In the next chapter, then, he says, v1, "Since you have been raised with Him...", v5, "Put to death therefore the misdeeds of the body...". Paul the lists the inward sins of the heart, rather than the exterior deeds of the flesh.

An Example From The Law

The instruction for moral excellence is not in laws against muzzling oxen, but rather, if by the power of the Spirit you put to death the coveteousness, greed, and idolatry living in your members (soul), you will not need any externally applied commands. Paul wrote that the goal of the command was hope, but since a law cannot legislate hope, it merely restrained the foolish actions of those who farmed without any.

Therefore, it is not prayer and crying that does it, but Christ Himself. Where we factor into all of that is debatable, but Paul commands us to do it, so our will is somewhere involved--as it should be.

This would also point to the same thing WP does, as well as what "praying to perfection" does, but it is different from how some react when they hear such a phase. Those that advocate a "perfection by prayer" rely on prayer, because it is only in the continual supply of Christ thay we are able to continually put to death what may be inside.

The Sermon on the Mount

As for the other quote, the reference to the Sermon on the Mount, no where in the three chapters of Matthew 5-7 does Jesus ever indicate he's "joking", or that He's trying merely to make a point.

No, he said, in Matthew 7, that whoever hears those words and does them is the man who built his house on a rock, and whoever hears and doesn't do them will fall in a storm.

Despite the popularity of that notion of teaching the Sermon, it is in fact contrary to what Jesus.
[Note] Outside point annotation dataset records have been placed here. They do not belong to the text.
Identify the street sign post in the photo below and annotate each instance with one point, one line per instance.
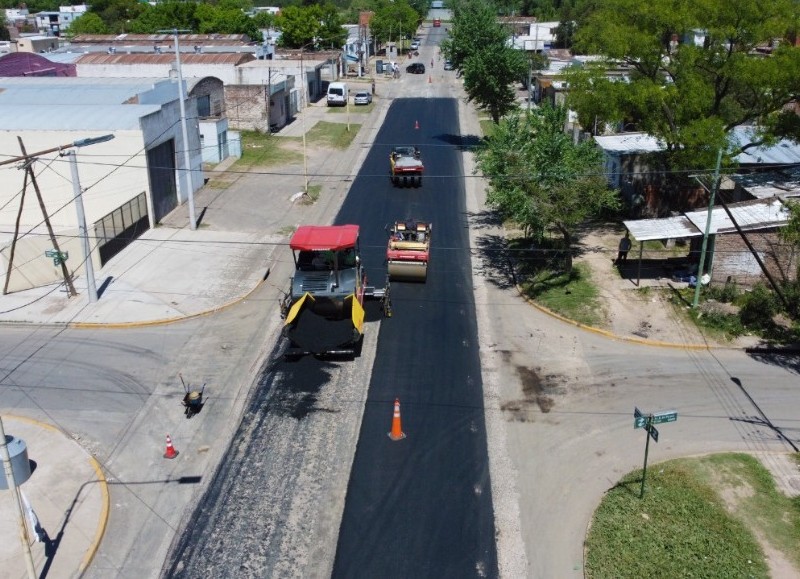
(647, 421)
(639, 419)
(666, 416)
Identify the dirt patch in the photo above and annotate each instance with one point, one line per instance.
(538, 391)
(638, 308)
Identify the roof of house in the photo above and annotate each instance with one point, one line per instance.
(750, 215)
(150, 39)
(783, 184)
(166, 58)
(30, 64)
(629, 143)
(71, 103)
(785, 152)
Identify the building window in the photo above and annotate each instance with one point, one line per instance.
(204, 106)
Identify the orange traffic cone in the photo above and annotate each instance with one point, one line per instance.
(397, 432)
(171, 452)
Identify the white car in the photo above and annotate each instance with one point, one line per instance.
(362, 98)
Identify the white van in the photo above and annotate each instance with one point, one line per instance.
(337, 94)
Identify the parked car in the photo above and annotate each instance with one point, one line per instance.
(362, 98)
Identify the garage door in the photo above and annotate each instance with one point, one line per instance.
(161, 170)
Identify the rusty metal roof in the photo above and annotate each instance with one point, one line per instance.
(201, 39)
(665, 228)
(750, 215)
(755, 214)
(166, 58)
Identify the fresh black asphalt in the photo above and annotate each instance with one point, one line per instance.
(422, 506)
(418, 507)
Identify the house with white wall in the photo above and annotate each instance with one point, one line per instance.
(128, 184)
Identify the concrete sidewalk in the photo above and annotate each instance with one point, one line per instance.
(169, 274)
(71, 509)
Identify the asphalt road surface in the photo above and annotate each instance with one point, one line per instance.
(421, 507)
(417, 507)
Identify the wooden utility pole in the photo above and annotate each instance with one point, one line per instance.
(29, 159)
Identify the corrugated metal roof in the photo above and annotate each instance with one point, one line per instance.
(666, 228)
(781, 184)
(750, 215)
(20, 117)
(166, 58)
(229, 39)
(757, 214)
(784, 152)
(629, 143)
(68, 90)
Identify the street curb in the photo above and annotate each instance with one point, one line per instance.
(164, 321)
(101, 479)
(607, 334)
(104, 514)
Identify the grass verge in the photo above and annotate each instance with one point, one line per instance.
(261, 150)
(333, 135)
(569, 294)
(699, 518)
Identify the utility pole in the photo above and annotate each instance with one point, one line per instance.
(187, 160)
(83, 232)
(29, 173)
(701, 265)
(12, 487)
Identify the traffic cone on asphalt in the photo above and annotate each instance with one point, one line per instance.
(171, 452)
(397, 431)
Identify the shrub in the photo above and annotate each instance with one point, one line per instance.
(723, 293)
(758, 307)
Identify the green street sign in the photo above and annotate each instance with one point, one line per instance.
(639, 419)
(666, 416)
(59, 257)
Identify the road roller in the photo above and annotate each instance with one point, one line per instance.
(408, 251)
(323, 310)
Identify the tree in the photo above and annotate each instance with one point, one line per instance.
(475, 27)
(331, 32)
(165, 16)
(540, 178)
(299, 25)
(393, 19)
(690, 94)
(478, 46)
(489, 76)
(88, 23)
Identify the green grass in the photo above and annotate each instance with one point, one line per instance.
(260, 150)
(487, 127)
(218, 184)
(312, 195)
(333, 135)
(572, 295)
(360, 109)
(683, 528)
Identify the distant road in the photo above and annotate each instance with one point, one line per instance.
(417, 507)
(421, 507)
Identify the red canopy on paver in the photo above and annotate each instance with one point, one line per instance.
(324, 237)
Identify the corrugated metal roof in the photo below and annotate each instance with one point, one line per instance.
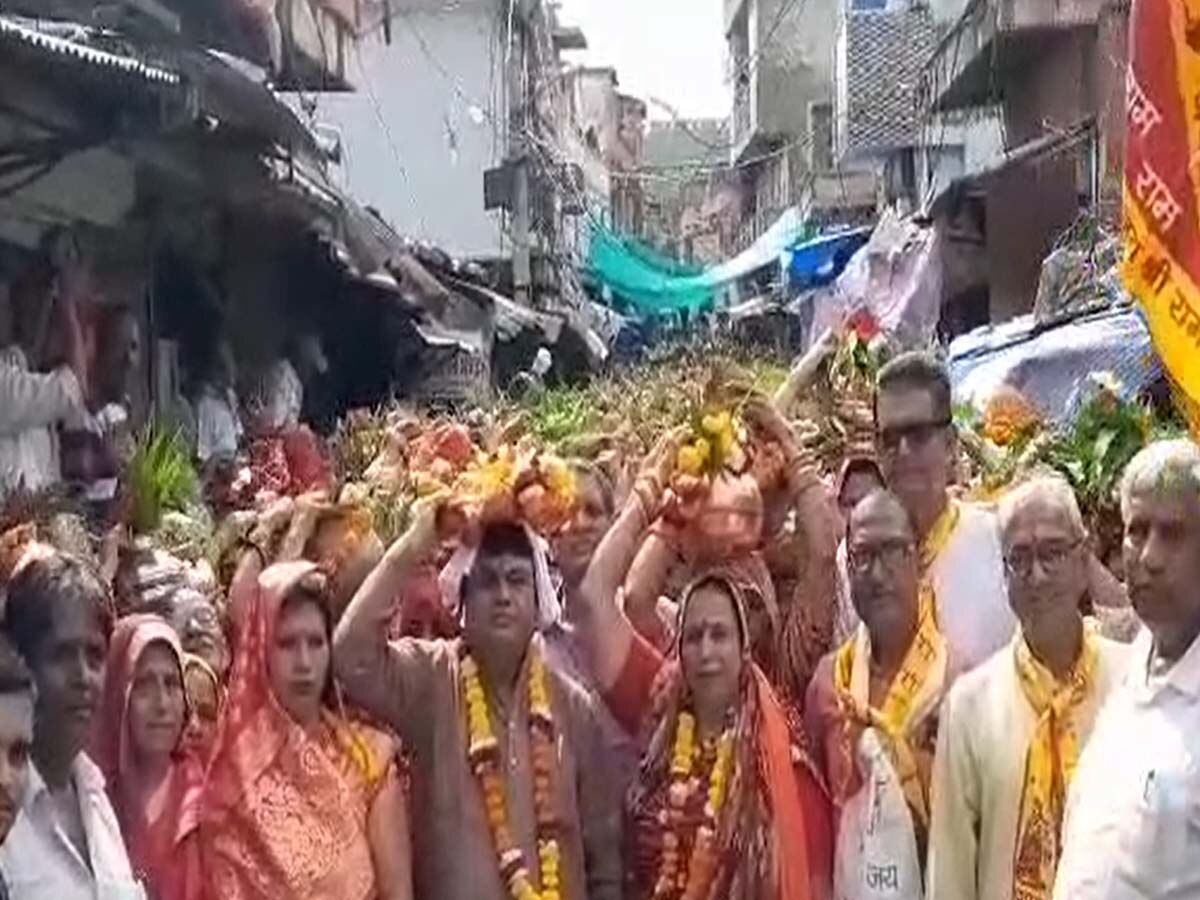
(24, 31)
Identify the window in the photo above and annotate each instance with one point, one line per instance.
(821, 137)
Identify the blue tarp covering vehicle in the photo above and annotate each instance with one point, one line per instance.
(1049, 364)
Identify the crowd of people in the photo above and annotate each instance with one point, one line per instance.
(856, 688)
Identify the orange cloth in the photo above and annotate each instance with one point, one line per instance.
(286, 810)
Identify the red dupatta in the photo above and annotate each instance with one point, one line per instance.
(774, 839)
(286, 809)
(162, 852)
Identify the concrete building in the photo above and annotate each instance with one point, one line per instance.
(1056, 73)
(693, 197)
(783, 72)
(607, 132)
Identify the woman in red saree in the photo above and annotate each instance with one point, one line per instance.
(153, 781)
(300, 802)
(725, 805)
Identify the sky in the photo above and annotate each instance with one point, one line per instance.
(672, 51)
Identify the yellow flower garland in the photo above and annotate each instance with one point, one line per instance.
(483, 751)
(702, 863)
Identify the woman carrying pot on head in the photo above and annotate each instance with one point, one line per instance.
(720, 808)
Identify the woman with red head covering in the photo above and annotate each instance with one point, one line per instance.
(154, 785)
(300, 802)
(725, 804)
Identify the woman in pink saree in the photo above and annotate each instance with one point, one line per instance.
(300, 802)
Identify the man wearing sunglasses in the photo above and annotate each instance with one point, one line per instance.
(960, 552)
(1012, 730)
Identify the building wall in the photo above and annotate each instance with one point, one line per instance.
(1027, 208)
(425, 123)
(1054, 93)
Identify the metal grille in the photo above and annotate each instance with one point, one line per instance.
(883, 57)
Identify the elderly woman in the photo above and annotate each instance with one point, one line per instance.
(720, 808)
(300, 802)
(153, 783)
(66, 841)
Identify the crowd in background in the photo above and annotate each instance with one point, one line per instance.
(853, 688)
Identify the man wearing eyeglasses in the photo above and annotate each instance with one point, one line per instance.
(1012, 730)
(960, 552)
(1133, 819)
(871, 708)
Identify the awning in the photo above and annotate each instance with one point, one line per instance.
(822, 259)
(755, 307)
(69, 43)
(767, 250)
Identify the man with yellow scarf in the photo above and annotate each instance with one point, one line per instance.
(1013, 729)
(873, 706)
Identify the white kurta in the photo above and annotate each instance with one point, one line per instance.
(39, 862)
(1133, 816)
(972, 595)
(984, 733)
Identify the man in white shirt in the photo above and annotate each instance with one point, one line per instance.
(1021, 715)
(1133, 816)
(33, 403)
(66, 844)
(959, 541)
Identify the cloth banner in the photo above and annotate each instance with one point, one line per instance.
(1162, 192)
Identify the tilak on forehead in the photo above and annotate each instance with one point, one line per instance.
(454, 576)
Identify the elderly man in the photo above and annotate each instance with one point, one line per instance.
(508, 759)
(960, 550)
(1011, 731)
(1133, 819)
(873, 706)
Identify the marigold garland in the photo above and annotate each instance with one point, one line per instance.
(693, 881)
(483, 754)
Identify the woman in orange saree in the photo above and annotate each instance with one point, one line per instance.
(300, 802)
(154, 783)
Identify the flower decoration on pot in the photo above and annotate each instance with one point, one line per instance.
(516, 485)
(715, 445)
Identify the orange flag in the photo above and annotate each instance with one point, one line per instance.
(1162, 186)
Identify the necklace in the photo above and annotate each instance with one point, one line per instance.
(691, 881)
(483, 755)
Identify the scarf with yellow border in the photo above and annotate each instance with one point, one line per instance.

What is indicated in the rest of the NT is that through the Holy Spirit within, we will not live a life of habitual sin (see Gal 5:16; 1 John; 2 Timothy 2:19).


Friend, it seems you are making the same mistake most religionist (legalists) make. You may be confusing the SIN NATURE of man with the ACT of sinning. SIN NATURE is the problem Adam got humanity saddeled with when he gave in to the devil. The act of SINNING is the problem we all experience with our flesh daily. The good news is that both of these problems were totally delt with by Jesus at the cross. Since the sacrifice of Jesus nobody alive has been born with sin nature (many religions still teach we are born in sin but that is a lie Rom. 5:18-19) Christ died for all sin past, present, future. Since the sin nature and the acts of sin have been delt with for ALL people (I mean murderers, rapists, homosexuals, liars, thieves, child molesters ect.) then in Gods view we are all in Jesus and, therefore, justified (while on earth) and cannot commit sin against God. We must, however, before we die accept God's free gift of salvation to escape final judgement. This is part of the Gospel of Grace and is not preached from many pulpits. We can now only sin against each other and ourselves and Jesus instructs us to forgive others their trespasses against us and ourselves for our sins against others. This is what is beinging said in 1John 1:8-10.

  • Hi! I left a comment on your other post. I highly suggest you add some references beyond just the scripture verses and also perhaps consider using some paragraph breaks. It's hard to read a very long paragraph like this.